Même si on ne découvrira pas la vallée des roses toute les petites échoppes qui vendent de l’eau de rose nous y ramène.
La route est bien plus agréable que dans l’Atlas et d’autant plus lorsqu’un troupeau de dromadaires s’invite à la fête 🤩
Loin de se soucier des conducteurs, ils brouettent tranquillement au bord de la route, la traversant au gré de leur envie et créant de petits embouteillages. Véritable attraction, du moins pour nous, on passe et repasse devant eux !
Et puis d’un coup d’un seul, au milieu de nul part, une ville ultra moderne se matérialise. Hôpital, institut de recherche et grands hôtels paraissent complètement incongrus. Tinghir est en perpétuelle expansion, d’immenses lotissements sont en construction et grignotent petit à petit les terres. Il faut dire que la vallée regorge d’eau, atout non négligeable pour la croissance urbaine.
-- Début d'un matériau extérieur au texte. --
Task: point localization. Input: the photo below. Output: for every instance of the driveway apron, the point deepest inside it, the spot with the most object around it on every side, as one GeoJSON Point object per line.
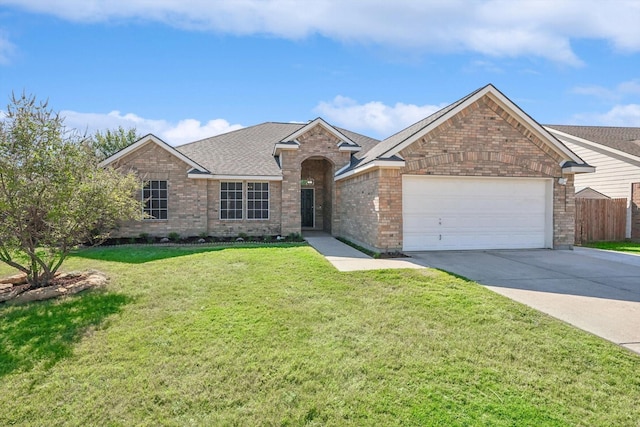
{"type": "Point", "coordinates": [597, 291]}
On se demande tout de même qui pourra bien habiter tous ses immeubles ? On apprendra que la majorité des gens (surtout les hommes) travaillent en fait en Europe et reviennent ici pour les vacances ou y installent leur famille.
Toute la partie récente de Tinghir n’a donc que peu d’intérêt. Toute sa beauté réside dans la partie plus ancienne construite en bord de l’oued. La palmeraie est verdoyante, les cultures foisonnent et les canaux d’irrigation charrient une eau claire et abondante. Une première depuis notre voyage.
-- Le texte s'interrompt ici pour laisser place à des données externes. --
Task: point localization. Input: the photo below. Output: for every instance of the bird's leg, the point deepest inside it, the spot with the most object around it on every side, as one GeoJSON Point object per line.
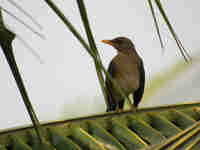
{"type": "Point", "coordinates": [118, 109]}
{"type": "Point", "coordinates": [133, 108]}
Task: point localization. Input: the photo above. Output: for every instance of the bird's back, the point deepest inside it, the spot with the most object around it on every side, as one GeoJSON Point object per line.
{"type": "Point", "coordinates": [125, 70]}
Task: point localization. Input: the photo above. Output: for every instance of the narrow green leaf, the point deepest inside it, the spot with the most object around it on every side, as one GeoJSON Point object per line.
{"type": "Point", "coordinates": [156, 23]}
{"type": "Point", "coordinates": [178, 42]}
{"type": "Point", "coordinates": [6, 38]}
{"type": "Point", "coordinates": [93, 46]}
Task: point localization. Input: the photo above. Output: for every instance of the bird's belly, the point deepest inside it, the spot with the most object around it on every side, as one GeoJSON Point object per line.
{"type": "Point", "coordinates": [128, 83]}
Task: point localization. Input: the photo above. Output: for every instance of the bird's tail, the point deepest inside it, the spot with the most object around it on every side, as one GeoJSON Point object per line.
{"type": "Point", "coordinates": [111, 105]}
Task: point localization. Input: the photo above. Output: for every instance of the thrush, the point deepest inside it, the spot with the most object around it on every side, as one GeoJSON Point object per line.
{"type": "Point", "coordinates": [128, 70]}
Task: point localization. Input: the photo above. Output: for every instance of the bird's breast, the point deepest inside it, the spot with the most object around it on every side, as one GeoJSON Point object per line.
{"type": "Point", "coordinates": [127, 73]}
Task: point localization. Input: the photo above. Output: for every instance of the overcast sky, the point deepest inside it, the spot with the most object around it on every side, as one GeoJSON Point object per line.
{"type": "Point", "coordinates": [67, 82]}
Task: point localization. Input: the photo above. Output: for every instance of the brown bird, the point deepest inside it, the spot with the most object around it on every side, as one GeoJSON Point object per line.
{"type": "Point", "coordinates": [128, 70]}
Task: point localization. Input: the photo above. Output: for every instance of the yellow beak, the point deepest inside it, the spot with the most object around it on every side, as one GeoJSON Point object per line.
{"type": "Point", "coordinates": [107, 42]}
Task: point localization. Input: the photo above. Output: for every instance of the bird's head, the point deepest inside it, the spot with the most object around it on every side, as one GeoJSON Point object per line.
{"type": "Point", "coordinates": [122, 44]}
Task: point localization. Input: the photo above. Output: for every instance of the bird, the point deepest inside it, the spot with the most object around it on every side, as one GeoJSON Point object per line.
{"type": "Point", "coordinates": [127, 69]}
En toile de fond les montagnes arides se dressent fièrement et l’ancien village abandonné donne une touche photogénique à l’ensemble.
On loge dans un charmant hôtel familial en bord de la palmeraie et la vue est époustouflante 🤩
Comme nous sommes arrivés très tôt (refus total de toutes visites de la compagnie) les filles profitent du haut indice uv autour de la piscine pendant que les grands se relaxent.
Vers 17h on bouge tout de même nos culs direction la ville avec une idée en tête : trouver de la bière et des pâtisseries marocaines.
Pour les premières on en dégottera facilement après une recherche google, dans la seule superette ayant la licence. Mais pour les deuxièmes nous faisons choux blancs. C’est tout de même hallucinant que depuis le début nous n’en ayons jamais manger. Dans les restos et les pâtisseries impossible de trouver des cornes de gazelle et autres douceur arabes. On a droit qu’à des espèces de gâteaux sablés avec ou sans confiture, rien de bien folichon en soit. De ce que l’on comprend ces genres de gâteaux que l’on affectionne sont réservés au période de ramadan.
Les gorges de Toudra
Apres cette journée off, et la promesse toute proche du désert , le moral des troupe est reboosté. On fait donc un crochet aux gorges de la Toudra qui sont très proches.
On traverse de magnifiques villages qui se confondent avec le paysage et des anciens villages abandonnés construit à flan de falaise.
Elles sont impressionnantes ! Des vendeurs ambulants ont investis les bas côtés et contrairement aux autres endroits visités ici il y a abondance de touristes (enfin tout est relatif, je n’ai toujours pas besoin d’utiliser photoshop 😉)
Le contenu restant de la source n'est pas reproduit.